According to PC World, a data breach occurred Colt Express Outsourcing Services when thieves broke into the company's Walnut Creek, California offices and stole several computers. Colt Express administers the benefit plans for C/NET and other companies. About 6,500 C/NET employees have been notified.
The computers contained very sensitive personal information including names, birth dates, Social Security numbers and employment information. This story highlights the fact that outsourcing vendors can be identity theft targets, since these vendors are a rich source of sensitive data about employees and contractors.

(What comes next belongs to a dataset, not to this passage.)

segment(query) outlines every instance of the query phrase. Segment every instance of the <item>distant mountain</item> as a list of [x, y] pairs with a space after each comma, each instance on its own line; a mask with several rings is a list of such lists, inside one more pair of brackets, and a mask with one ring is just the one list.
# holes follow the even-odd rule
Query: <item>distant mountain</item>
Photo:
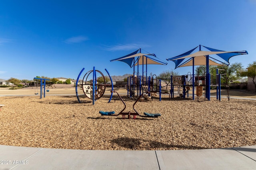
[[113, 82], [116, 82], [116, 81], [123, 80], [124, 78], [127, 78], [127, 77], [130, 76], [131, 76], [130, 74], [126, 74], [122, 76], [112, 76], [111, 78]]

Four days after the break-in, Colt Express installed a security system with an alarm. It is unclear whether the information was encrypted or not. According to the PC World news story:
"Customers looking for free credit-monitoring services from Colt Express should not get their hopes up, however. Colt's letter included some marketing materials for Kroll, a company that helps companies respond to data breaches, but the information was provided "only out of courtesy and to give you an idea of the types of services available... By this letter and enclosures we are providing you with all the information we believe you need and that we are able to give you. We do not have the resources financial and otherwise to assist you further."
Apparently, Colt Express is going out of business. Regardless, I encourage the affected companies to look for a benefits plan administrator with strong data security processes in place. Or, the affected data breach victims should pressure their employers to select a benefits plan administrator with strong data security. Colt Express is not very responsive to the needs of its data breach victims. I've Been Mugged readers are well aware of the damage identity thieves can do with stolen Social Security numbers.